Ce n'est pas un sinistre poisson d'avril. L'annonce est tombée dans la soirée de ce 1er avril 2024, avec l'effet d'une bombe. Dans la foulée de plusieurs accusations de grooming et de sexisme apparues en l'espace de quelques jours sur les réseaux sociaux, l'artiste Ed Piskor a mis fin à ses jours.
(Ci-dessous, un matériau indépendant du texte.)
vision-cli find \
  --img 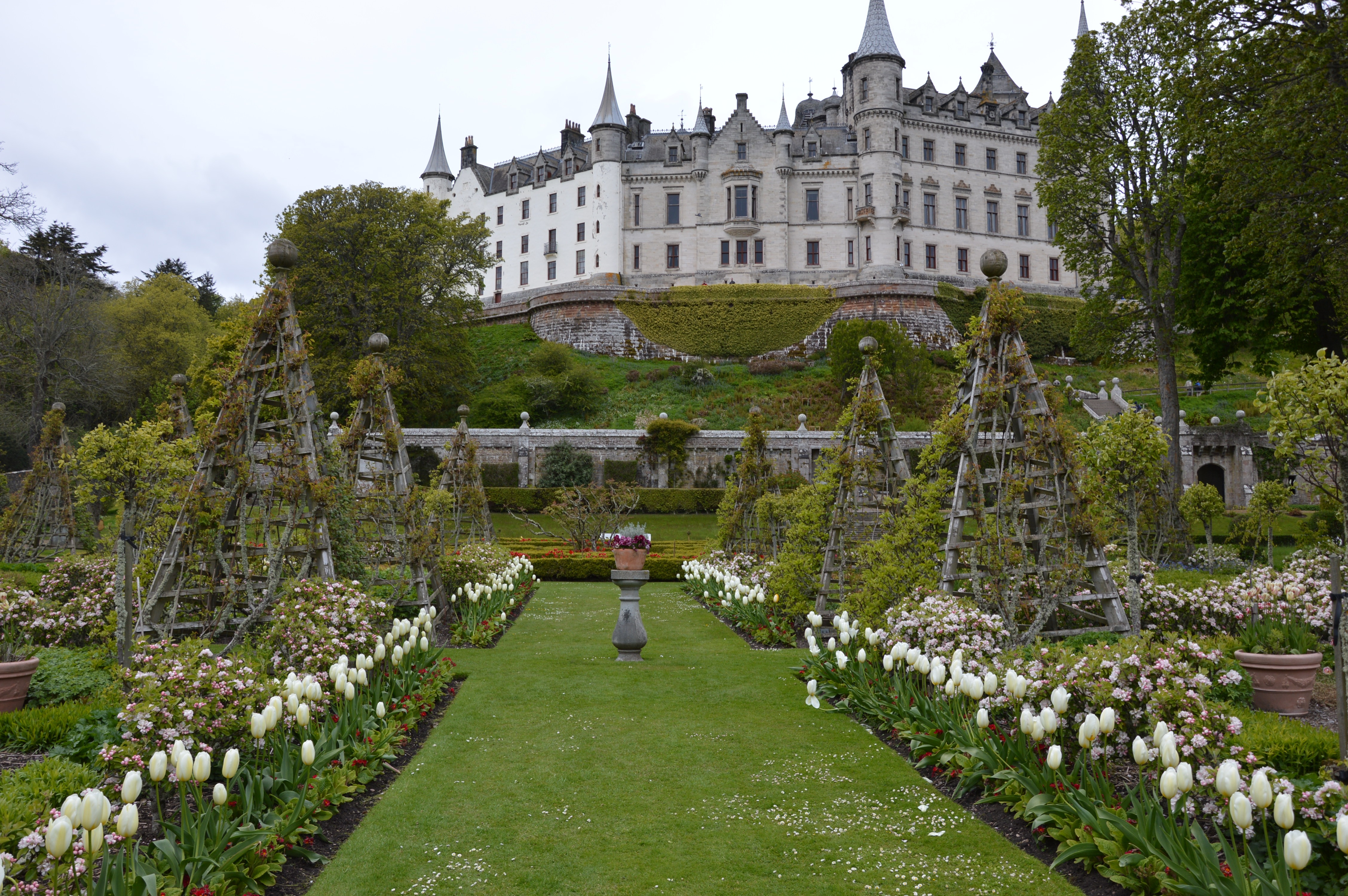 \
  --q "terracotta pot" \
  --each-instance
[0,656,38,713]
[1236,651,1324,715]
[613,547,648,570]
Dans son sillage, celui-ci livre une tribune de plusieurs paragraphes, en forme de lettre d'adieu, pour revenir sur son état mental, les accusations qui se sont abattues sur lui, et les prochaines étapes à suivre pour celles et ceux qui se chargeront d'assurer l'exécution de son testament et la répartition de ses droits d'auteur à titre posthume. Le responsable de la chaîne Youtube ComicsTropes a pu s'entretenir avec la famille de Piskor pour confirmer l'affreuse nouvelle. Le dessinateur était âgé de quarante-et-un ans.
Ed Piskor 1982-2024
Originaire de l'état de Pennsylvanie, Ed Piskor fait ses débuts dans les comics en indépendant, au sortir de l'adolescence. Le jeune homme entretient une passion générale pour la bande-dessinée américaine, à la fois pour les revues underground et les grands produits du registre des super-héros, sans préférence précise pour Marvel ou DC Comics. Formé par Harvey Pekar, Piskor va trouver son chemin dans le comics d'influence contre-culturel. Ses premiers projets évoquent sa propre vie, le thème du piratage informatique, et surtout, l'histoire du hip hop. Au sortir d'un premier contrat chez Top Shelf, Piskor signe avec la maison Fantagraphics pour la série des Hip Hop Family Tree. Cette exploration des origines du rap américain participera à le faire connaître, et lui ouvrira les portes de la Maison des Idées, pour la ligne des comics X-Men : Grand Design.
Sur une ligne parallèle, sa passion pour les comics l'amène également à ouvrir une chaîne Youtube (doublée d'un podcast) en compagnie de son ami, le dessinateur Jim Rugg. Cette entreprise porte le nom de Cartoonist Kayfabe, et permet aux deux hommes d'étudier l'histoire de la bande-dessinée dans les grandes lignes, en plus de réaliser une large série d'interviews. Piskor poursuit ses activités de dessinateur par le biais de nouveaux albums, dans l'horreur extrême, avec le projet Red Room. Célébré pour ses qualités de dessinateur et une bibliographie impeccable, l'artiste s'attire toutefois les foudres du public lors d'un événement récent.
Sur le réseau Instagram, une jeune artiste du nom de "Molly D" accuse en effet Ed Piskor de l'avoir draguée lorsque celle-ci était encore âgée de dix-sept ans. D'autres accusations suivront, dans le silence de Piskor. Celui-ci se défend finalement de toute forme de drague ou de comportement déplacé dans la lettre qui accompagne son suicide. Il reproche également le caractère mensonger de certaines prises de parole, et le manque de soutien de la part de ses camarades de la communauté des comics suite à ce scandale public. Piskor reconnaît les échanges avec Molly D, mais clame toutefois son innocence et sa bonne foi. Un geste désespéré, de la part d'une personnalité qui revendique volontiers une incapacité à faire face à cet effet de masse, et la peur de devenir un paria, face à ses pairs, ses parents ou les proches de sa ville natale. Il évoque également une exposition consacrée à son travail, remise à plus tard suite aux accusations, et la signature d'un prochain projet mise en danger dans la foulée de l'affaire.
L'ensemble de la lettre est accessible à toutes et à tous. Attention, il s'agit toutefois d'une lecture assez difficile pour les personnes concernées par d'éventuelles pulsions suicidaires.
Sur les réseaux sociaux, de nombreux professionnels de l'industrie ont exprimé leur choc suite à cette nouvelle. Phil Hester, Rob Liefeld, J. Scott Campbell, Michel Fiffe, entre autres, ont fait part de leur émotion à l'annonce de cette affreuse nouvelle. La communauté des comics, notre rédaction y compris, adresse ses pensées à la famille et aux proches d'Ed Piskor.